New hire bootcamps, senior bootcamps (join other teams for a month), hack weeks.
Intentional team values
Elitism as an attitude is poison.
We are a team that
- digs ditches. Nobody is too good for any task.
- leaves things better than when found. Even if no one is watching.
Live the movement
How can you be effective in the cultural change?
Try to help, genuinely.
- What if you took marketing seriously and tried to help them instead of just shitposting?
- Continuous delivery: turns out product developers actually love being empowered to fix the stuff they break. This does not need to involve SRE.

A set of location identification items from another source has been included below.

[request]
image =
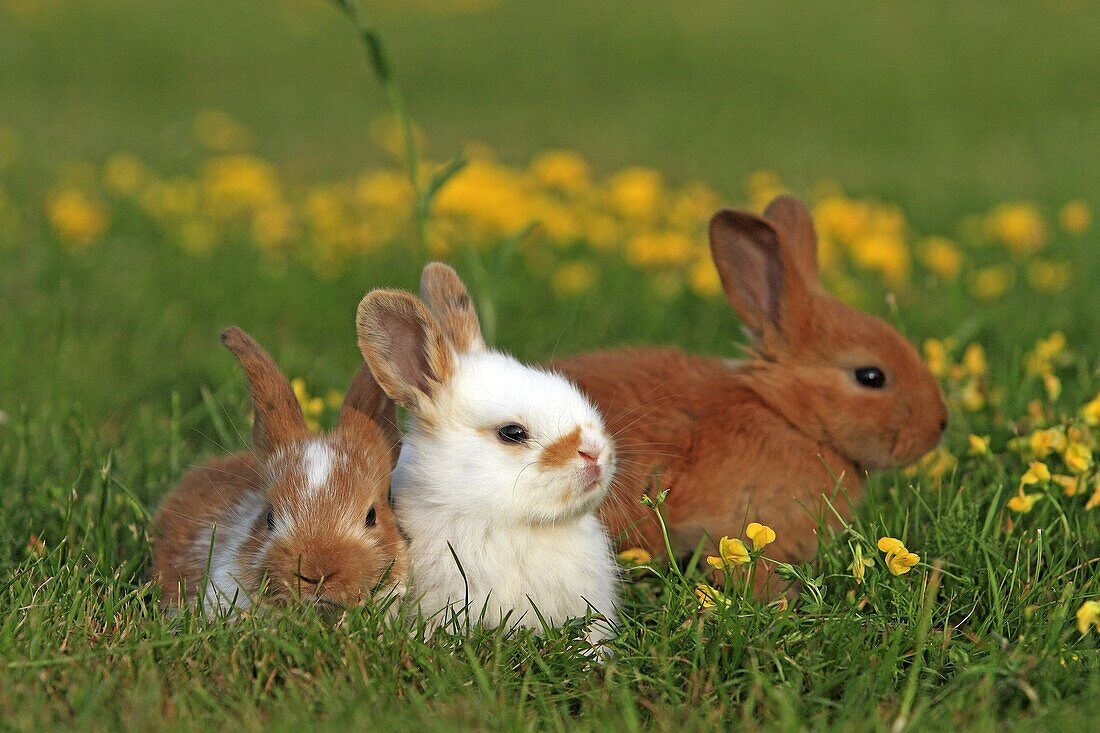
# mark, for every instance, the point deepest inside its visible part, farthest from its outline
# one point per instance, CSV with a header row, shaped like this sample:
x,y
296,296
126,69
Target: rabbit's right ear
x,y
278,418
447,297
761,279
405,349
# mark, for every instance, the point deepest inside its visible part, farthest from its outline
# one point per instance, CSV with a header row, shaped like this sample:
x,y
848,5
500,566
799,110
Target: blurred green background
x,y
944,108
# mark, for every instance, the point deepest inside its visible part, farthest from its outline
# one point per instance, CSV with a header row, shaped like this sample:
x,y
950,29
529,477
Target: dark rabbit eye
x,y
514,434
871,376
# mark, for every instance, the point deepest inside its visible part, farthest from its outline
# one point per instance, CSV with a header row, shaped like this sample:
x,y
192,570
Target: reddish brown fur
x,y
763,440
562,450
363,447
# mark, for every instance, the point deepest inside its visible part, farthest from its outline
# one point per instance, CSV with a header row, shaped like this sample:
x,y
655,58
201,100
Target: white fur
x,y
526,535
223,592
317,461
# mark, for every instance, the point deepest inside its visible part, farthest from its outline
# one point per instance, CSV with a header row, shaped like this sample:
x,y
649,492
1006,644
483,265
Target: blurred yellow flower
x,y
1088,616
1078,457
1037,472
730,551
1075,217
635,193
991,283
1070,484
941,256
1090,413
1019,226
898,557
574,277
634,556
760,534
979,445
77,218
1023,503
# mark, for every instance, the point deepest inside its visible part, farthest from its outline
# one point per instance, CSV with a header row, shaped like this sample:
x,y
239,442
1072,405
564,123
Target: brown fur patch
x,y
278,418
449,302
562,450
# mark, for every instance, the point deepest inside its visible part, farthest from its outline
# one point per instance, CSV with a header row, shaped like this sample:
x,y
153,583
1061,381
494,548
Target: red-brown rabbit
x,y
825,394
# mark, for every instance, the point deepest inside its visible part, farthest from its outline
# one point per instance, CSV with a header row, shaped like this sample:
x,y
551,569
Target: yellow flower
x,y
76,217
1075,217
1022,502
573,277
1019,226
1078,457
1091,411
979,445
859,564
935,357
635,556
1088,616
941,256
1037,472
708,597
1095,499
974,360
1053,386
1070,484
730,551
899,559
636,193
760,534
1044,442
991,283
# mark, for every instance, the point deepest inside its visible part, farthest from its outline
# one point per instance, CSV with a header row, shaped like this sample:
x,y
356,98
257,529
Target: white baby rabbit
x,y
502,469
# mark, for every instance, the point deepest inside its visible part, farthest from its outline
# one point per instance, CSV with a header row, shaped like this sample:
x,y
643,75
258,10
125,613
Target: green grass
x,y
112,381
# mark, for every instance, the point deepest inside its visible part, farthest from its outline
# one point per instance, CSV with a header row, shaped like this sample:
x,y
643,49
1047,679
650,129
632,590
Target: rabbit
x,y
825,393
502,469
300,516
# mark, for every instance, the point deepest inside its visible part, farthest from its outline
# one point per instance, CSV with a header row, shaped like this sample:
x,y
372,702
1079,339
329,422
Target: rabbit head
x,y
487,433
326,532
840,375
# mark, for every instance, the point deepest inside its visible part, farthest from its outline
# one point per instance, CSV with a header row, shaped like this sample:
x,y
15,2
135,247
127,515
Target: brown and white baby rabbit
x,y
502,469
299,515
825,394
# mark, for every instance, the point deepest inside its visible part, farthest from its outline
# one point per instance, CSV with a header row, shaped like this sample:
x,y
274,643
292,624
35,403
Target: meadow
x,y
167,170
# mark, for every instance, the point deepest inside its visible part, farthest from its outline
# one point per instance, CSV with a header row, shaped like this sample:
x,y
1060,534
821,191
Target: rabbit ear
x,y
278,418
369,413
405,349
760,277
447,298
793,221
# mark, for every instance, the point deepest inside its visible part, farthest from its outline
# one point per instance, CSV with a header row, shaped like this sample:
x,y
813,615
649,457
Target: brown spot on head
x,y
562,450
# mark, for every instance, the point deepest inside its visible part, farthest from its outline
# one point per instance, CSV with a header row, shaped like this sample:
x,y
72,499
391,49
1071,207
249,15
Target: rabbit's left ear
x,y
369,414
407,353
278,419
795,227
448,299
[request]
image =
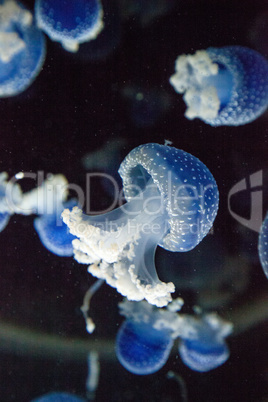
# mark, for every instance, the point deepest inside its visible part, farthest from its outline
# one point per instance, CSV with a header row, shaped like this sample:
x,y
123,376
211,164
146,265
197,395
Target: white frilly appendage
x,y
191,78
179,325
119,247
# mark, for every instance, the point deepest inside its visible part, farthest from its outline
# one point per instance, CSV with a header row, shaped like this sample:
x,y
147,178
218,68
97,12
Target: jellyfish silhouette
x,y
172,201
58,397
70,22
145,338
205,348
263,245
223,86
22,48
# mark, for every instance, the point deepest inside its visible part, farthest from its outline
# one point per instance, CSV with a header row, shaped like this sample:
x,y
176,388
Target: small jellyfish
x,y
22,48
172,201
58,397
263,245
53,233
70,22
144,340
146,337
205,348
223,86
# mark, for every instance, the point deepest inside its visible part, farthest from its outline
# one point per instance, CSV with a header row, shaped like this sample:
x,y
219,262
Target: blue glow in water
x,y
141,349
58,397
145,339
223,86
263,245
70,22
168,191
4,219
53,233
22,48
207,349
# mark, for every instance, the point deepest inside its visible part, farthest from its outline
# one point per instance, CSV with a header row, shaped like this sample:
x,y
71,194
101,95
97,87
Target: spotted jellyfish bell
x,y
145,339
263,245
58,397
204,348
22,48
223,86
172,201
70,22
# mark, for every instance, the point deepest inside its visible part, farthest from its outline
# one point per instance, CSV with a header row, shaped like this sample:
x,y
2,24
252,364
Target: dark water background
x,y
76,106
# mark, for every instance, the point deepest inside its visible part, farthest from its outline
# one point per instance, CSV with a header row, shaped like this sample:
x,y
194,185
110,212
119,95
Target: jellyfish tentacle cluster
x,y
223,86
70,22
263,245
145,339
172,201
22,48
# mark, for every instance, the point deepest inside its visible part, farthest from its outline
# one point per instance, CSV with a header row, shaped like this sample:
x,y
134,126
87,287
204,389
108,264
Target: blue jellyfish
x,y
146,337
172,200
70,22
140,347
205,348
53,233
58,397
223,86
22,48
263,245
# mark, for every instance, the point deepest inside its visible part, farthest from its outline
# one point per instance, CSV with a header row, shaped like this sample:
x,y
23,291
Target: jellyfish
x,y
172,201
223,86
205,348
145,339
263,245
141,346
58,397
22,48
70,22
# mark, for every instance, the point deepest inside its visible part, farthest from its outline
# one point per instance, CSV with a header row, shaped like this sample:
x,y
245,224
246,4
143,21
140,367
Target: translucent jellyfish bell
x,y
70,22
172,201
22,48
58,397
146,337
144,340
223,86
205,347
263,245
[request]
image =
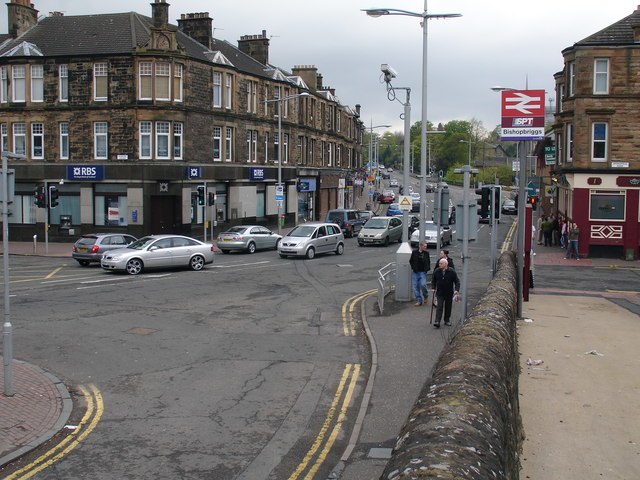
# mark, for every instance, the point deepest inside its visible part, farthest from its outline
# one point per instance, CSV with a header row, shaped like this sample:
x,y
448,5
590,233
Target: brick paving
x,y
33,410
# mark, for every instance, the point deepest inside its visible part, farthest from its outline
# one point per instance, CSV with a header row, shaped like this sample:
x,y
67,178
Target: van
x,y
348,220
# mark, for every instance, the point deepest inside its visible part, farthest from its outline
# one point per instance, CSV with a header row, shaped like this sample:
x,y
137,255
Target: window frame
x,y
16,82
63,83
36,73
100,71
100,137
64,140
598,76
595,141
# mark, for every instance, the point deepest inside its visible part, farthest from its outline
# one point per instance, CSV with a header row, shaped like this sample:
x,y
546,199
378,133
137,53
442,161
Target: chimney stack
x,y
256,46
198,26
21,16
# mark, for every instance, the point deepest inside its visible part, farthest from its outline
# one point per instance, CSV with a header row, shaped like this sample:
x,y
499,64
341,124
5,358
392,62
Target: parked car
x,y
348,220
431,235
159,251
381,231
388,196
247,238
509,207
311,239
90,247
393,209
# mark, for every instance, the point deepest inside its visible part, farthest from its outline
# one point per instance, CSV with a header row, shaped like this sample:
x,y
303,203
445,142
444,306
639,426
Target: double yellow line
x,y
90,419
331,426
348,308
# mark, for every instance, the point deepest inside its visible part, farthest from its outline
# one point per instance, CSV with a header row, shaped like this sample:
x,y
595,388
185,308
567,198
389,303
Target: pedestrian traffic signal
x,y
40,197
201,190
53,196
484,201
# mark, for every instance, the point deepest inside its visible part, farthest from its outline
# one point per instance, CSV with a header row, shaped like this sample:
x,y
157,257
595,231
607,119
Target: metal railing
x,y
386,283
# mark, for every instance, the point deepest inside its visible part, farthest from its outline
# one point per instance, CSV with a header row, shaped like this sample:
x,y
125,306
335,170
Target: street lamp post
x,y
379,12
279,187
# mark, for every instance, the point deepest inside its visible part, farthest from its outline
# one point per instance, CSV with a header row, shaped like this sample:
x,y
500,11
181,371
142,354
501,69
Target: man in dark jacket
x,y
445,283
420,262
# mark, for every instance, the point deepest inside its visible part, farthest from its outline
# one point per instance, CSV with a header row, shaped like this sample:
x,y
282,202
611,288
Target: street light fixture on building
x,y
379,12
279,186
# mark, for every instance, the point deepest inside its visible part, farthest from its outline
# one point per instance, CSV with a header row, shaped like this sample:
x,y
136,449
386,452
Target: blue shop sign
x,y
193,172
257,174
85,172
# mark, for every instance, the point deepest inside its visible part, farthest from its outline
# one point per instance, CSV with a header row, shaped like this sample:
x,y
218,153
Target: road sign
x,y
522,115
405,203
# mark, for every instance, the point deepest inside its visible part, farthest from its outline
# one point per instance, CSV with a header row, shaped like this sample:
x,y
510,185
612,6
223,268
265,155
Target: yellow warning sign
x,y
405,203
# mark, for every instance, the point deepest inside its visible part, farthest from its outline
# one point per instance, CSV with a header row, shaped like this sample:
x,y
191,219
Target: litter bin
x,y
65,222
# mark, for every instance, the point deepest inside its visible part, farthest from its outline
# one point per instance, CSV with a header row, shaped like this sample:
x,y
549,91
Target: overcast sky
x,y
495,42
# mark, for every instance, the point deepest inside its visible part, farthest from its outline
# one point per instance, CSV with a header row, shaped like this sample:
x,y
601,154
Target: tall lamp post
x,y
370,193
379,12
279,188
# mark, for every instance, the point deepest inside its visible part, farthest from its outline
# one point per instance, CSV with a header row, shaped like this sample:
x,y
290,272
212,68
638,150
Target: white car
x,y
431,235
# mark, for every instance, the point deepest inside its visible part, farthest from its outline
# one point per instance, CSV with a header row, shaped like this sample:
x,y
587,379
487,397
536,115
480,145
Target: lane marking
x,y
95,409
338,426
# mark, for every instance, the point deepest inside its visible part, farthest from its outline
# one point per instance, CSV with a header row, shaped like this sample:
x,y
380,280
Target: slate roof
x,y
619,33
117,34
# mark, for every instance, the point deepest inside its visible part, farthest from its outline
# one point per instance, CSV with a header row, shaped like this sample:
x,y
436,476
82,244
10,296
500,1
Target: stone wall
x,y
466,422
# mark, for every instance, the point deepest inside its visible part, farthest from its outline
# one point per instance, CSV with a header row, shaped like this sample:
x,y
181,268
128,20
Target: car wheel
x,y
134,266
196,263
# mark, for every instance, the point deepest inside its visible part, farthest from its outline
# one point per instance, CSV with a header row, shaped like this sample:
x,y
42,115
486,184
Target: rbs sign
x,y
83,172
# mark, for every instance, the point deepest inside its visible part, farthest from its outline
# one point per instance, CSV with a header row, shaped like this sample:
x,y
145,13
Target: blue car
x,y
393,209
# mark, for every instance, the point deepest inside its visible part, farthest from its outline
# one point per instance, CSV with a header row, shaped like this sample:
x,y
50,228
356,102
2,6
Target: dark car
x,y
349,220
89,248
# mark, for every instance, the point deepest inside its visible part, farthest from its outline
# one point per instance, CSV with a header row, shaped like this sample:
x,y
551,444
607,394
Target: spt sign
x,y
522,115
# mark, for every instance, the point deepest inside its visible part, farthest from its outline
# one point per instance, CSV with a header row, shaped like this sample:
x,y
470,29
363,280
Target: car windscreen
x,y
377,223
302,231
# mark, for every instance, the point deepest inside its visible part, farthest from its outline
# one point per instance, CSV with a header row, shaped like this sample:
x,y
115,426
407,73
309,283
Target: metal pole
x,y
7,329
279,202
522,202
465,242
405,179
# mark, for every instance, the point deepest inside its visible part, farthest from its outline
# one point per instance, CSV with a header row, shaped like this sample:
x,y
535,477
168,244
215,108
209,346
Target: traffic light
x,y
40,197
53,196
497,201
484,201
201,190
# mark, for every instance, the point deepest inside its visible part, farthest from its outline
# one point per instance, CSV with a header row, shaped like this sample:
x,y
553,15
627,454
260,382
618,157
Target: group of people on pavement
x,y
444,281
555,230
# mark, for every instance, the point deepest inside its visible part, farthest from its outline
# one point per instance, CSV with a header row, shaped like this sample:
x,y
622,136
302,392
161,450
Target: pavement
x,y
579,386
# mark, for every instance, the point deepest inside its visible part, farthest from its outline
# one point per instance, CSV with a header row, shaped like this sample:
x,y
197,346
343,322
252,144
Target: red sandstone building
x,y
597,138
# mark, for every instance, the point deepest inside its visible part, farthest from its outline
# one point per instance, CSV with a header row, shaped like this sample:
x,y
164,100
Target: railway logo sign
x,y
522,115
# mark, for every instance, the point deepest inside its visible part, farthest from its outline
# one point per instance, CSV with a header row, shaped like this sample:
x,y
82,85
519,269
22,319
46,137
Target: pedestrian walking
x,y
573,235
445,284
420,262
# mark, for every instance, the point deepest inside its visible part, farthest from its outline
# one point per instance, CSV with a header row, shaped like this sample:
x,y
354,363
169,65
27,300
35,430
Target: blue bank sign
x,y
85,172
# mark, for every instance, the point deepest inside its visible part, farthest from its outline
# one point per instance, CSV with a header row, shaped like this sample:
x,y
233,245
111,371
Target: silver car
x,y
311,239
247,238
159,251
431,235
381,231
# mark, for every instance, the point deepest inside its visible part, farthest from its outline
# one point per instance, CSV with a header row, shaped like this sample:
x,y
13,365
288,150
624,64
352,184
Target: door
x,y
163,215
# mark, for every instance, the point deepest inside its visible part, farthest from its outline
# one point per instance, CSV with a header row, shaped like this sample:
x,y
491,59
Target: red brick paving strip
x,y
33,410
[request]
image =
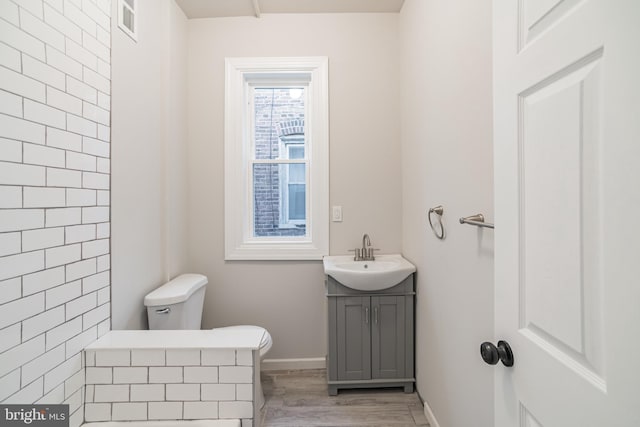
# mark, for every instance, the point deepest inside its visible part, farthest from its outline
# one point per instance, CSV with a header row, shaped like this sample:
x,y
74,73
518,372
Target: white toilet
x,y
178,305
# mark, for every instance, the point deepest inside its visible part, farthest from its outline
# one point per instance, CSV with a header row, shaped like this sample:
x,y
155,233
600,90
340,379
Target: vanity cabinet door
x,y
388,342
354,338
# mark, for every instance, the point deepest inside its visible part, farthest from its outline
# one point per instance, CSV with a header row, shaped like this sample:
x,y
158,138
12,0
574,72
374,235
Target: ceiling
x,y
222,8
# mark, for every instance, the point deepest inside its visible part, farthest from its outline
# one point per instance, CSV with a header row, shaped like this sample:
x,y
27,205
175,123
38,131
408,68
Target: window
x,y
276,158
127,20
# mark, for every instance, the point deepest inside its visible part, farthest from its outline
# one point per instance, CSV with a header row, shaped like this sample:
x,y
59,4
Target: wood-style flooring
x,y
299,399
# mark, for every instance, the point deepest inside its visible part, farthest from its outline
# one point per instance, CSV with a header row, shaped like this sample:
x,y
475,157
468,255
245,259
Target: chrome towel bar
x,y
477,220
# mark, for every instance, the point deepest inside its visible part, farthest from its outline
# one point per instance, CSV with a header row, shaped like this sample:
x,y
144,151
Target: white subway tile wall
x,y
172,384
54,205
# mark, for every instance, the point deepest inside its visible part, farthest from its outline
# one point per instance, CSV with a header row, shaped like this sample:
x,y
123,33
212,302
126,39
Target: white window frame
x,y
122,4
241,73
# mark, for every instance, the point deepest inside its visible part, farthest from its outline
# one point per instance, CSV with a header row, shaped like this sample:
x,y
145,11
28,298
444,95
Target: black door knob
x,y
491,354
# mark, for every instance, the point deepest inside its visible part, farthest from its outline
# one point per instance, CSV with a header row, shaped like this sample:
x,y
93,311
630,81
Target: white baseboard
x,y
429,414
285,364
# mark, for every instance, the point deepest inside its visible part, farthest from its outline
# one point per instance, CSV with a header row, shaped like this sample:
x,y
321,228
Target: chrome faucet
x,y
366,252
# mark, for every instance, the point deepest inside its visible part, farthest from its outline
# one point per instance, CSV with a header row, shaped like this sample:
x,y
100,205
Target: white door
x,y
567,194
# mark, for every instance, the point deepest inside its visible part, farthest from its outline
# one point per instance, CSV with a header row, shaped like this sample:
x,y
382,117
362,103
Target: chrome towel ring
x,y
438,210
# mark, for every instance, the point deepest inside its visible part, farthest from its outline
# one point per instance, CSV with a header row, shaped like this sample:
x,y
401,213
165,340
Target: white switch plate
x,y
336,214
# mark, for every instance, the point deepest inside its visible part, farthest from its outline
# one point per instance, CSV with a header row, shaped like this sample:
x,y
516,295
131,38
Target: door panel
x,y
567,168
388,337
354,342
560,220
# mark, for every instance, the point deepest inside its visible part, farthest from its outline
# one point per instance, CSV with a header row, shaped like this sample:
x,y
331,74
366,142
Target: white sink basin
x,y
386,271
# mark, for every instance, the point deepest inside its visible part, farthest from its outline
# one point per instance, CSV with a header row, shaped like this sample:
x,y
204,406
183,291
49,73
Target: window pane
x,y
278,203
296,202
296,151
279,113
296,173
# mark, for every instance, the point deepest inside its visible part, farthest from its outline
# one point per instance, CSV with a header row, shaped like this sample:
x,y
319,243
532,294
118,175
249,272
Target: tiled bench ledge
x,y
173,375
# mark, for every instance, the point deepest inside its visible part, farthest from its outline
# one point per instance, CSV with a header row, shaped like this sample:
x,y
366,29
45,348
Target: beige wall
x,y
447,159
149,158
288,297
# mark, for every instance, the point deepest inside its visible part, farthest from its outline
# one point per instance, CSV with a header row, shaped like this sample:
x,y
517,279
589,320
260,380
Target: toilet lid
x,y
265,343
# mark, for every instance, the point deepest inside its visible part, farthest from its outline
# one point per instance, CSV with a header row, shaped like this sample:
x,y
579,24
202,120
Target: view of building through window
x,y
279,162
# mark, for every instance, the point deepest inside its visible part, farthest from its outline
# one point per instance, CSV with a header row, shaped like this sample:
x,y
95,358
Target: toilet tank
x,y
177,304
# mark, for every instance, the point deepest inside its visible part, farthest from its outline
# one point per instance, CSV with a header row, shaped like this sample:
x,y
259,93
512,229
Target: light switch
x,y
336,214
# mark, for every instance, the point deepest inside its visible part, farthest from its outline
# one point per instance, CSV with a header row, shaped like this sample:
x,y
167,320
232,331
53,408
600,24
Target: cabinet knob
x,y
492,354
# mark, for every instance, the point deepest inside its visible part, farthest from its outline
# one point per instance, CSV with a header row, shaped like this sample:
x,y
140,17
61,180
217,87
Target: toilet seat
x,y
265,343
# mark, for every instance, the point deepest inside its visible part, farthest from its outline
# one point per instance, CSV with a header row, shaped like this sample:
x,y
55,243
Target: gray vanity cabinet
x,y
371,338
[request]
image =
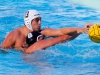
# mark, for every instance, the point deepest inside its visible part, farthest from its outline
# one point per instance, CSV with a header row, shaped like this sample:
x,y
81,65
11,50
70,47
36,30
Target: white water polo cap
x,y
29,16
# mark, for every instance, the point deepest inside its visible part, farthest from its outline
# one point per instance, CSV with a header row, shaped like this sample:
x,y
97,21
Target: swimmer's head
x,y
29,16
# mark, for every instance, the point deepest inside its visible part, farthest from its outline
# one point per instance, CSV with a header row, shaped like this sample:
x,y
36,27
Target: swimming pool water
x,y
80,56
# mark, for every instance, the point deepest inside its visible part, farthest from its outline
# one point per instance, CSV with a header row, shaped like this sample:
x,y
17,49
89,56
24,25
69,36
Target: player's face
x,y
36,24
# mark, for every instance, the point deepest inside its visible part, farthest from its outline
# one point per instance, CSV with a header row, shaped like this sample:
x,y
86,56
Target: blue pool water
x,y
80,56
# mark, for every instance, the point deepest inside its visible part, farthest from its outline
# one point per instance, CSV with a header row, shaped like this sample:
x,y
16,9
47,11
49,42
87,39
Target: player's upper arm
x,y
9,40
51,32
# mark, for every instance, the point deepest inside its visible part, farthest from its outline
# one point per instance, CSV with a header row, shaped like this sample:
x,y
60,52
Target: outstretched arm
x,y
64,31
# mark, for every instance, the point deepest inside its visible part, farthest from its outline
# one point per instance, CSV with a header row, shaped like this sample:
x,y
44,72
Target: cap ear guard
x,y
29,16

There needs to be permission to be curious and to cooperate. Leaders should value and reward it. In addition, it requires persistent commitment. Don't start skipping the bootcamps. Don't let the people run at 100% utilization so they have time to do such endeavors.
Personal thoughts
The core of the message resonates well. The story of the designer breaking prod is strong.
I see participative safety as a cornerstone, that is not mentioned.
Avoid 100% utilization of people to upkeep tool development, tool development aiming at enabling others, learning and collaboration.
Provocatively formulated
Having to enforce processes through restrictions comes from organizational dysfunction. Dysfunction as in lack of tooling, monitoring or system understanding of team members.
Don't react to a rare downtime in a way as if it is going to happen again all the time. Learn from it as team, improve the guardrails. But avoid fear-guidedly setting up big walls.
Require distributed ownership of prod. You are responsible for your code beyond its deployment. Ensure it is monitored.
Well functioning engineering teams are difficult to scale, hard to explain, hard to generalize. Probably worth it.
Avoid brilliant jerks.
Sparked follow-up questions
How does that work in heavily regulated industries?
Up to which organizational size this work?
If system stability is considered the highest good, I don't think that the suggested team structure and freedom would be applicable in its entirety.
How can one rate individual performance within such a team? Peer-review? Opinionated manager impression? Does it even matter, just get stuff done and enjoy?
How do you recruit and find members for such organizations? Let them explain in detail how they work/have worked? Avoid hints of arrogance and elitism?
How do you balance the amount of individual breath and efficiency in getting the job done? You can't have everyone know and understand absolutely everything. Open discussion within the team and in frequent 1:1s?
Should sales and customer success be able to directly ping engineers and draw them into rabbit holes? If there is a lack of system understanding, would those recurring requests lead to better documentation?